She was introducing herself to him, and he took her hand and kept it while he replied: “Yes, I am Paul Ralston, and you are Elithe. I am glad you are better. You have been very ill.”
“Ill!” Elithe repeated, with a startled look in her eyes, which went rapidly around the room, taking in all its appointments and their meaning. “I didn’t know I was ill. How long is it, and where is auntie?”
“Here, child,” and Miss Hansford appeared with the lemonade, finding Paul holding Elithe’s hand in one of his and smoothing her hair with the other.
He was a natural nurse, and she looked and seemed so like a child in her helplessness that he caressed her as if she were one, and held the glass to her lips while she drank eagerly. She was decidedly better, but a good deal bewildered with regard to her illness, which she could not understand.
“Don’t try to now. We’ll talk of it by and by when you are stronger,” Paul said, as he bade her good-bye and went below, followed by Miss Hansford.

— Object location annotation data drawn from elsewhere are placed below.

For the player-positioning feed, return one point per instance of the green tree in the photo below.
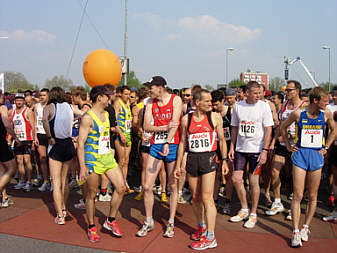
(235, 83)
(132, 80)
(59, 81)
(276, 84)
(15, 81)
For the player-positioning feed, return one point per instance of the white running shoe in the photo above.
(27, 187)
(104, 198)
(250, 223)
(305, 233)
(275, 209)
(296, 240)
(44, 187)
(20, 185)
(242, 215)
(331, 217)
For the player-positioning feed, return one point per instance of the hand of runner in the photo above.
(123, 138)
(262, 157)
(231, 155)
(224, 168)
(166, 150)
(292, 148)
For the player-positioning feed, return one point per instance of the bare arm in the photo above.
(85, 126)
(6, 122)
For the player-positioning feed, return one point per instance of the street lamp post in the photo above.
(227, 49)
(327, 47)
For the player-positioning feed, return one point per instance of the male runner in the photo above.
(165, 109)
(200, 130)
(308, 158)
(281, 154)
(123, 128)
(23, 120)
(252, 123)
(96, 158)
(41, 139)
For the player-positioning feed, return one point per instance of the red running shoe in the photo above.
(197, 234)
(113, 227)
(204, 244)
(92, 235)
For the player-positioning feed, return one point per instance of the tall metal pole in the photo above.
(227, 49)
(126, 39)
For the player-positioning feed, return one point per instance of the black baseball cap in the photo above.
(158, 81)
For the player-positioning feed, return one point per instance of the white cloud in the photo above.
(210, 28)
(153, 19)
(34, 35)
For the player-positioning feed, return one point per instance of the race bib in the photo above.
(200, 142)
(103, 145)
(311, 138)
(247, 129)
(160, 137)
(227, 133)
(128, 126)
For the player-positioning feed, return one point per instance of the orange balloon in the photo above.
(102, 66)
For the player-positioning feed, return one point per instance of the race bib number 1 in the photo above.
(160, 137)
(247, 130)
(311, 138)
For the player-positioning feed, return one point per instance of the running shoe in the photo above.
(331, 200)
(163, 197)
(80, 204)
(139, 196)
(198, 233)
(331, 217)
(169, 233)
(275, 209)
(104, 198)
(305, 233)
(145, 229)
(296, 241)
(27, 187)
(44, 187)
(242, 215)
(226, 209)
(250, 223)
(268, 199)
(20, 185)
(92, 235)
(204, 244)
(60, 220)
(113, 227)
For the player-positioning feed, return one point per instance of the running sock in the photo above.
(202, 224)
(111, 219)
(104, 191)
(149, 220)
(209, 235)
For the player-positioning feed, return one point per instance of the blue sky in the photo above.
(182, 40)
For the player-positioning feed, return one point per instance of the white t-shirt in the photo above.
(251, 119)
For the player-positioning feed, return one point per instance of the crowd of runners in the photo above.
(199, 144)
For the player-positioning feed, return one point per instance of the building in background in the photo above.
(261, 78)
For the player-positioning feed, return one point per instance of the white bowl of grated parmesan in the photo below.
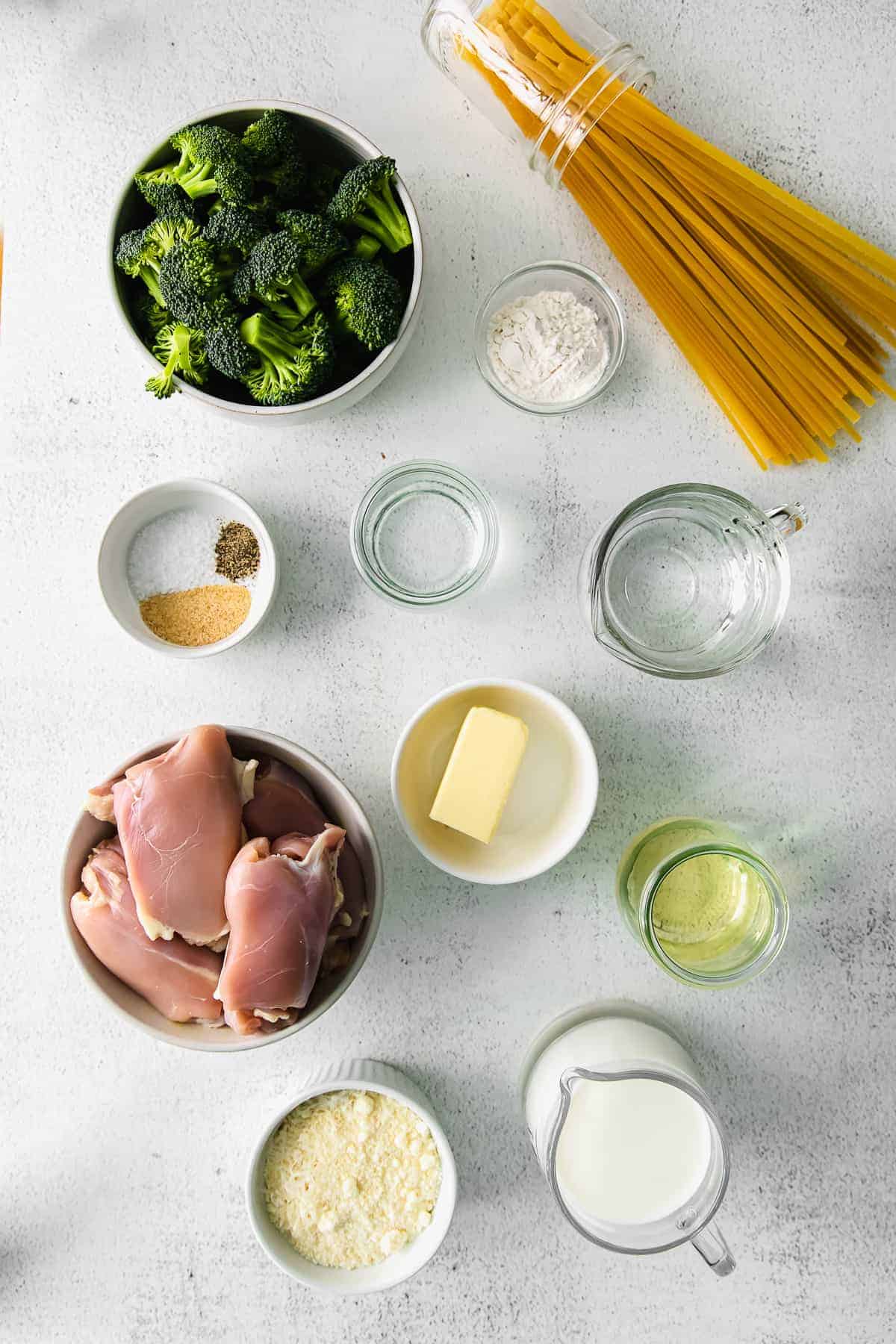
(352, 1186)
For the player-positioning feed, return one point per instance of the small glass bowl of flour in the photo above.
(550, 337)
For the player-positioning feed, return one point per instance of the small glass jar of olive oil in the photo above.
(709, 909)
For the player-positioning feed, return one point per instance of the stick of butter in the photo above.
(480, 774)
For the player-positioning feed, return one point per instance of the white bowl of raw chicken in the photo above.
(340, 808)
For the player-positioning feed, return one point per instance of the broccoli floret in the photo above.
(320, 240)
(292, 364)
(367, 299)
(163, 234)
(166, 196)
(366, 199)
(228, 352)
(137, 258)
(272, 273)
(234, 230)
(272, 137)
(276, 155)
(213, 161)
(180, 349)
(367, 246)
(191, 287)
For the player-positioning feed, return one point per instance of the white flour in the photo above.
(548, 347)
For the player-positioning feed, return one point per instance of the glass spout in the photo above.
(714, 1248)
(788, 519)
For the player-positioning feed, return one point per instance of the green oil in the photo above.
(712, 912)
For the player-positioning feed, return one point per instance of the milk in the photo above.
(632, 1151)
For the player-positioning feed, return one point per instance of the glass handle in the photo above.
(788, 519)
(714, 1249)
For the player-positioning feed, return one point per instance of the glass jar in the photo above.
(709, 909)
(496, 54)
(423, 534)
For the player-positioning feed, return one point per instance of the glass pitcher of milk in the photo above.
(625, 1135)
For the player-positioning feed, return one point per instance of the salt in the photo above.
(172, 553)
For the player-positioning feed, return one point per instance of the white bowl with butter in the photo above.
(355, 1075)
(551, 800)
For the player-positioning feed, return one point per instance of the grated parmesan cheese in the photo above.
(351, 1177)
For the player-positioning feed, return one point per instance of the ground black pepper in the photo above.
(237, 554)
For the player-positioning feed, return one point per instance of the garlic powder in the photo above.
(351, 1177)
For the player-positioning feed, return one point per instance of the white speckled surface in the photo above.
(121, 1162)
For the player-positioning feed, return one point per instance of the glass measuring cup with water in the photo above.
(630, 1145)
(688, 581)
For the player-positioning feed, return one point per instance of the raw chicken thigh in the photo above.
(179, 818)
(176, 979)
(280, 912)
(284, 804)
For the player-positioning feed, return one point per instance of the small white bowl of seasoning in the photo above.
(361, 1167)
(550, 337)
(188, 569)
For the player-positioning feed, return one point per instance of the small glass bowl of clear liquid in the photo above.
(423, 534)
(688, 581)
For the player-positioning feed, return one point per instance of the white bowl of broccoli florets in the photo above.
(267, 261)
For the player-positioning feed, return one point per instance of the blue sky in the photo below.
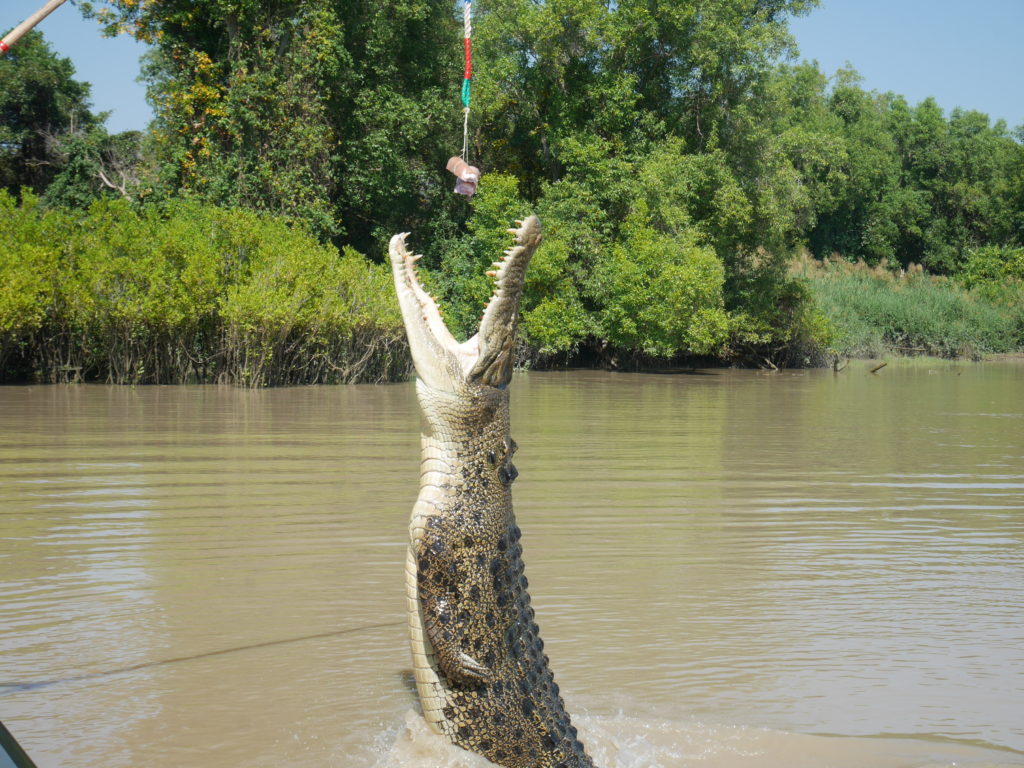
(966, 54)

During the days and nights she had watched by Elithe the little girl had crept a long ways into her heart, melting the frost of years and awakening in her all the instincts of loving motherhood.
“I never b’lieved I could care for anybody as I do for her,” she said to Paul. “Why, only think that I, an old maid of sixty-five, who never had an offer, and only now and then a beau home from spellin’ school or singin’ school, should actually feel as if I was several mothers. I don’t see through it.”

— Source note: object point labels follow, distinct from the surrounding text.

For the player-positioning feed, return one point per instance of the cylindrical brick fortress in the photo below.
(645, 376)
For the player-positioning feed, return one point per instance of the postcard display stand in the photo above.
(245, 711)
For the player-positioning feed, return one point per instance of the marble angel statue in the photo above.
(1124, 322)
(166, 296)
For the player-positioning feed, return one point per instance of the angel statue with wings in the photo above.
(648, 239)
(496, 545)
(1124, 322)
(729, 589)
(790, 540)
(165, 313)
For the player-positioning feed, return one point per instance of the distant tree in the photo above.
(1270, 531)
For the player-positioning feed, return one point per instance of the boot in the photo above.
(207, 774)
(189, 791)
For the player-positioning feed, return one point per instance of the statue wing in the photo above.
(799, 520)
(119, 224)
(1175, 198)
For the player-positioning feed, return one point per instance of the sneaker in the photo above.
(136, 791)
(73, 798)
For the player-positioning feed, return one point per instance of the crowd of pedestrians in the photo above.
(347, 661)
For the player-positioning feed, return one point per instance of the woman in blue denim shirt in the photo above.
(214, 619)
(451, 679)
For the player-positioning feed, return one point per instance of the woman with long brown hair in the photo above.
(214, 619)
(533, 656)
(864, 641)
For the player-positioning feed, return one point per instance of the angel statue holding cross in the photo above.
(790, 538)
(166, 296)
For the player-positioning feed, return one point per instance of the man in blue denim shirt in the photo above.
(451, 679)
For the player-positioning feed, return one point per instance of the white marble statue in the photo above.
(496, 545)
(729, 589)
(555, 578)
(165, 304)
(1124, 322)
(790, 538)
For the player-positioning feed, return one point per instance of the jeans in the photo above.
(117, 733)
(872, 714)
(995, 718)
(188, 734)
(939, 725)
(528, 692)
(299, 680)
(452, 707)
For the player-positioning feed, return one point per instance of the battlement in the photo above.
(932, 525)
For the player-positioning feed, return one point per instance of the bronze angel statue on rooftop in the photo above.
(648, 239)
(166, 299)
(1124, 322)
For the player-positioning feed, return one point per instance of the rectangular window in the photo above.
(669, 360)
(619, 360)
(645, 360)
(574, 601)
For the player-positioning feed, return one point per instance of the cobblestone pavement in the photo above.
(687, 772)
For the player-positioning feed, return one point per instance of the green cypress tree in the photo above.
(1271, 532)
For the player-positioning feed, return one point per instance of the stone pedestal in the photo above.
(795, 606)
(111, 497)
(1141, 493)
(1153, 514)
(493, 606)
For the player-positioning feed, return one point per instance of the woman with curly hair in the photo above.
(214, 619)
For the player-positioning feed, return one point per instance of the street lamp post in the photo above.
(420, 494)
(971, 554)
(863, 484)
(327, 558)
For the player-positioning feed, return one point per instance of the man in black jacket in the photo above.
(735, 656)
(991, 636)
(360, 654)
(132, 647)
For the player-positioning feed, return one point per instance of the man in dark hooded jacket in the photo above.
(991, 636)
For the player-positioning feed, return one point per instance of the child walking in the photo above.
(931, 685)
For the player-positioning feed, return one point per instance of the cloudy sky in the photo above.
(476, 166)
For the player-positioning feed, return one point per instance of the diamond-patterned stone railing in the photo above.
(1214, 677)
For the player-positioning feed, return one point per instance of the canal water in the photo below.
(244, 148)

Paul laughed merrily at her idea of several mothers, and then went to telegraph the glad news to Samona that Elithe was better. This was his third telegram, for after he knew Miss Hansford’s letter telling of Elithe’s illness must have reached there, he had sent a message every day, knowing how anxious the family would be. Miss Hansford had tried not to alarm them, and had only said Elithe was worn out with the journey and sick in bed from its effects. The telegrams, “Is about the same,” or “No worse,” frightened them more than the letter, and if the prayers in Oak City for her recovery were fervent and heartfelt, they were doubly so in Samona and at Deep Gulch.
“If I ever prayed in my life I’d do so now,” one of the toughest of the miners said, wiping his eyes with his grimy hand. “I should s’pose Stokes, who has been through the mill, would go at it. Hallo, Stokes! Ain’t there a prayer for the sick in that book of yourn you read so much?” he called to Stokes, coming slowly from his cabin.
Stokes nodded, and the rough continued: “Well, you’d better say it for Miss Elithe, and lively, too. No time to fool round now.”